SITTWE – WFP and its local partners have reached over 230,000 people with life-saving food assistance in the wake of Cyclone Mocha, the most destructive storm to strike Myanmar in over a decade. Within 72 hours after landfall on 14 May, WFP began food distributions in Sittwe, Rakhine’s state capital, which suffered considerable damage. The cyclone has flattened houses, destroyed livelihoods, and disrupted telecommunications, power, and supply chains. “This is a climate emergency within a much larger complex emergency. Being already displaced, cyclone survivors now have been left with next to nothing, rendering them even more vulnerable,” said Stephen Anderson, WFP Country Director in Myanmar. “WFP and partners are moving quickly to transport and distribute our existing stocks of food to all those in need wherever they are, but these supplies are rapidly dwindling. Support from the international community is urgently required.”
Here is an update on WFP’s response in the aftermath of the cyclone:
- So far, WFP and partners have supported over 230,000 cyclone-affected people with life-saving food assistance in Rakhine state and Magway region.
- This includes families previously displaced by conflict and Rohingya communities living in camps in central Rakhine and villages in northern Rakhine.
- WFP food assistance has so far reached affected people in Kyauktaw, Kyaukphyu, Mrauk-U, Myaebon, Pauktaw, Ponnagyun, Rathedaung and Sittwe townships in central Rakhine and Buthidaung and Maungdaw in northern Rakhine, with plans to expand.
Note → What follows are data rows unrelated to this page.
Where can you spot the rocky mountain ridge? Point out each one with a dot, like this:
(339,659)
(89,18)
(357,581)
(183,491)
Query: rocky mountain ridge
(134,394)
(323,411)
- WFP is mobilizing resources to provide 800,000 people with emergency food and cash for an initial three months in areas devastated by Cyclone Mocha.
- WFP is appealing for US$60 million to deliver emergency food and nutrition assistance to 2.1 million highly food-insecure people until the end of the year throughout the country. This includes US$ 23 million just to support 440,000 people newly affected by the cyclone. Unless additional funding is confirmed soon, all of WFP’s life-saving programmes will be interrupted in August 2023.
- In the hardest hit areas, the most pressing needs are food, shelter, drinking water and sanitation, according to early monitoring by WFP and partners.
- The destruction caused by the cyclone impacts immediate and longer-term food security. Salt water has contaminated farmland and fishponds, while rice seed stocks and livestock have been devastated.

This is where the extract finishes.